The study found that 13% of women with estrogen-receptor-positive, stage I-III breast cancer assigned to treatment with either exemestane (Aromasin) or letrozole (Femara) stopped AI treatment entirely due to musculoskeletal side effects an average of 6.1 months after starting treatment (range, 2.2 to 13 months). (The study did not compare the rate of side effects between the two AIs.)

"This was the most surprising finding of our study," said lead investigator N. Lynn Henry, MD, PhD, of the University of Michigan Comprehensive Cancer Center, Ann Arbor. "Thirteen percent is approximately the percentage of patients who typically discontinue a drug for all reasons combined, and this was just for musculoskeletal complaints," she said.

COBRA substudy

This NIH-funded Consortium on Breast Cancer Pharmacogenomics (COBRA) substudy included 100 patients; about half had previously taken tamoxifen. Patients completed a Health Assessment Questionnaire (HAQ) and Visual Analog Scale (VAS) at baseline, 1, 3, 6, 12, and 24 months to assess changes in pain and function. Those who exceeded a predefined threshold based on HAQ and/or VAS score were referred for detailed rheumatology evaluation.
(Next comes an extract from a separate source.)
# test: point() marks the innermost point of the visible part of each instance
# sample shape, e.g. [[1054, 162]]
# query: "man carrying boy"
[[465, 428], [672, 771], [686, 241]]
"It is important to realize that these patients were referred due to responses to a questionnaire, not because the oncologist felt their pain was severe," Dr. Henry said.

Of the 100 patients, 42 (42%) reported musculoskeletal side effects and were referred for rheumatology evaluation. Detailed data were available for 38 of these women. The most common musculo-skeletal side effects reported were rotator cuff tendonitis (8 patients), carpal tunnel syndrome (9), and osteoarthritis (12).